# Would YOU Have Survived the Titanic?

![Alt text](titanic.jpg)

Before any fun begins, let us set up the stage with some imports. These import statements will bring the tools into the workspace that is this notebook.

### Imports

In [None]:
#For reading in the spreadsheet data
import pandas as pd
#For data manipulation
import random
import numpy as mp
#For the real machine learning tricks
from sklearn import datasets, svm, cross_validation, tree, preprocessing, metrics
#For visualizing data
import matplotlib.pyplot as plt
%matplotlib inline

PANDAS: we will use read_csv from pandas to "read" in the data from the train csv file. The "head" call returns the first N rows, and N=5 by default. 

### Reading the Data

In [None]:
train_df = pd.read_csv('train.csv', index_col=None, na_values=['NA'])
test_df = pd.read_csv('test.csv', index_col=None, na_values=['NA'])
train_df.head()

The point of having a data scientist process data rather than a machine, is to prevent the plot of Terminator from coming true. Just kidding, we are rreally trying to stop the plot of iRobot from coming true. Ha. Ha. Ha.

Okay, enough with the attempts at witty jokes.

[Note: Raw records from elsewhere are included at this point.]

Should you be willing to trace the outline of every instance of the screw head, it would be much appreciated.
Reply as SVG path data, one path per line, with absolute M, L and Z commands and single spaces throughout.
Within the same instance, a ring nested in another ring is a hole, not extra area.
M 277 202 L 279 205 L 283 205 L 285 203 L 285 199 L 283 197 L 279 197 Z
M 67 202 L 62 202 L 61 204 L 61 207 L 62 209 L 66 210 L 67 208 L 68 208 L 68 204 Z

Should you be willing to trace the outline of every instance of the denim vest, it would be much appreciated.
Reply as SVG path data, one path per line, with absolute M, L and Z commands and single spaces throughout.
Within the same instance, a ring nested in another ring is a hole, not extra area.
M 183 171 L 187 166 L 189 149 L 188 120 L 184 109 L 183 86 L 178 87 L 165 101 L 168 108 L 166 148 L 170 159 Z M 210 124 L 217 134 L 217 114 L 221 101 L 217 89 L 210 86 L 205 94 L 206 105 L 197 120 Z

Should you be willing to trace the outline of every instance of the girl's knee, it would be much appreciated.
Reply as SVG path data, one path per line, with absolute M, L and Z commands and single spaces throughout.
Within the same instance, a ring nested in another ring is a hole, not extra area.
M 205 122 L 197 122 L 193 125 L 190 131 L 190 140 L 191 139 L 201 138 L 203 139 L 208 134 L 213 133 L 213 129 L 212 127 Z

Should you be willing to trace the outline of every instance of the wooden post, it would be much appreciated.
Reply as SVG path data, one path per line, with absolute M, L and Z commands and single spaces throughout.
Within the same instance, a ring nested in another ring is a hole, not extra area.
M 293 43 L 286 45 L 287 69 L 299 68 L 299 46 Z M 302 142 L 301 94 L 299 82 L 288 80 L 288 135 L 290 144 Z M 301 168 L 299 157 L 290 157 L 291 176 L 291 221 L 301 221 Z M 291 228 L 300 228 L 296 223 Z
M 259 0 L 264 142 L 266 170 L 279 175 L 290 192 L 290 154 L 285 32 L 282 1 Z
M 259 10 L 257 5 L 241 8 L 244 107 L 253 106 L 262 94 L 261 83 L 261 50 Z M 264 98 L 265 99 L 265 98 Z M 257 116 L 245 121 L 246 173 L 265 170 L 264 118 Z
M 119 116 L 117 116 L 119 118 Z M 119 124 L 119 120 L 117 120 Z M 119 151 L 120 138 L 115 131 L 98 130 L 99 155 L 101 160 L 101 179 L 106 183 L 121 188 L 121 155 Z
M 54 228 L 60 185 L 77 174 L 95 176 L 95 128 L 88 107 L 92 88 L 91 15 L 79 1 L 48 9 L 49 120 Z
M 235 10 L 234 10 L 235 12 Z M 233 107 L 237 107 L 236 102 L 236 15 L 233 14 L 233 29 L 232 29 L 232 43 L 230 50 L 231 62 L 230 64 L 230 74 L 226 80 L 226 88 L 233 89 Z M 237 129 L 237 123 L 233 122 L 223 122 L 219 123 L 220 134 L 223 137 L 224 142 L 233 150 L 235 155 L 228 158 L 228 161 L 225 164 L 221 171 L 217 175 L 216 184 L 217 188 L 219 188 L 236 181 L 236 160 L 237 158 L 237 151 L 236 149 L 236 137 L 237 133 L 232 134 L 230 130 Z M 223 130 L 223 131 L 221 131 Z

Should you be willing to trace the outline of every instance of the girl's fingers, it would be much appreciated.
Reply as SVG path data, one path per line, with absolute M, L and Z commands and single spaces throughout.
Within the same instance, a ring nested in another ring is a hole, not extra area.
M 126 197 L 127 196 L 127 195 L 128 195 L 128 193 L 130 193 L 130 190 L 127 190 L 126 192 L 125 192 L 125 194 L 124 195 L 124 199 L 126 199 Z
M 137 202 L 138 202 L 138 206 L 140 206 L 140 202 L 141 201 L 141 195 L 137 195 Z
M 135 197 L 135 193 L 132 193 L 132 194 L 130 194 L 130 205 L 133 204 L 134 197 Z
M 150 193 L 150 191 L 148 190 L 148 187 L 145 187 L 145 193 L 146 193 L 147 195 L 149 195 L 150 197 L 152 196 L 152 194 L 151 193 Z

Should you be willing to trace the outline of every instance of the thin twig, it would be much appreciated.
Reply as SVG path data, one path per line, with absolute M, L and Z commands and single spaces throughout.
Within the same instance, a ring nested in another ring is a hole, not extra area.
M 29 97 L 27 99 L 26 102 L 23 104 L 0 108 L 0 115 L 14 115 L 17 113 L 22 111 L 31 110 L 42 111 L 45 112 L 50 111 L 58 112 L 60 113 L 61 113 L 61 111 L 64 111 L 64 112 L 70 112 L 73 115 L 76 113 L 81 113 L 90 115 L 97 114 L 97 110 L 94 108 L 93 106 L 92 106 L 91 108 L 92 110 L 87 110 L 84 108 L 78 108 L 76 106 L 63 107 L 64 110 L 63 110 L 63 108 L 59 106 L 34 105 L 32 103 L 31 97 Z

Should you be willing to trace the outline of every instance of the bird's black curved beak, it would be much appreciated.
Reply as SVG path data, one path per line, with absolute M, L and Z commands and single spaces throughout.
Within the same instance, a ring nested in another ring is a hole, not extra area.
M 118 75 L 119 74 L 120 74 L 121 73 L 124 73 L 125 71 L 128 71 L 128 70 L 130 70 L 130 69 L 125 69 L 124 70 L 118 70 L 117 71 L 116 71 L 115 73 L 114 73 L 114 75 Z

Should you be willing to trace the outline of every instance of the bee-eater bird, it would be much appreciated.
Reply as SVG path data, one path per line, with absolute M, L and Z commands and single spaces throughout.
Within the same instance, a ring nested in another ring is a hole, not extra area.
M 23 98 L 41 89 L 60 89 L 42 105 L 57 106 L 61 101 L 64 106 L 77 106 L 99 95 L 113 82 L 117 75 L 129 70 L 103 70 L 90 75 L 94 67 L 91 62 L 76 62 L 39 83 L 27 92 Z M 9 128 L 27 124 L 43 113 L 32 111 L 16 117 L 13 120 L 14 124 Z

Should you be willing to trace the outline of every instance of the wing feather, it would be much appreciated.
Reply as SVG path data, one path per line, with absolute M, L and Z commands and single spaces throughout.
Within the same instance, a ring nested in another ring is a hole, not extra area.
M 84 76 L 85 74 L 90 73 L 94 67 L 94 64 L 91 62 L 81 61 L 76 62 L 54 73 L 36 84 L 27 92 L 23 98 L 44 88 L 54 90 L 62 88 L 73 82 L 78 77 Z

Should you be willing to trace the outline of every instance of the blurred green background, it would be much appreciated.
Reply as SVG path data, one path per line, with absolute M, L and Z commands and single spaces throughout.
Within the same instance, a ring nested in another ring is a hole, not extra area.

The REAL point of having a data scientist process the data is because a human can make better calls than a machine. YOU need to understand the data you are given and adapt your analysis of it based off of your own judgement. 

Therefore, here are the column heading meanings: 
   <li>survival - binary (0 = No, 1 = Yes)</li>
   <li>class - passenger class (1 = 1st - upper, 2 = 2nd, 3 = 3rd)</li>
   <li>name - passenger's name</li>
   <li>sex - sex</li>
   <li>age - age</li>
   <li>sibsp - number of siblings/spouses aboard</li>
   <li>parch - number of parents/children aboard</li>
   <li>ticket - ticket number</li>
   <li>fare - passenger fare</li>
   <li>cabin - cabin</li>
   <li>embarked - point of embarkation (C = Cherbourg, Q = Queenstown, S = Southampton)</li>
   <li>boat - lifeboat (if survived)</li>
   <li>body - body number (if did not survive and body was recovered)</li>

In [None]:
#Before we do anything else, let us checkout the survival rate on the Titanic
train_df['Survived'].mean()
#Here, we just called the "Survived" column and took the mean

So what does this mean? Only 38% of the passengers survived :(

Now, it is time to think. What do we know about the early 20th century? 

Social classes! 

We know that 1st class areas on the Titanic were off limits to 2nd class and 3rd class passengers.  1st class passengers were the rich folks. 2nd class passengers were the middle-class people. 3rd class passengers bought the economy ticket to the cruise. I would guess that 1st class passengers would have had better chances at survival. Let's see if I am right.

In [None]:
#Here, "groupby" will group by values from column "Pclass" => group by class
class_grouping = train_df.groupby('Pclass').mean()['Survived']
class_grouping.plot.bar()

Alright, looks like 63% survival rate beats 47% and 24%.

Let us see what we can infer from the other data.

In [None]:
#TODO: Group the survival rates by sex. Pull up the plot for an easier view.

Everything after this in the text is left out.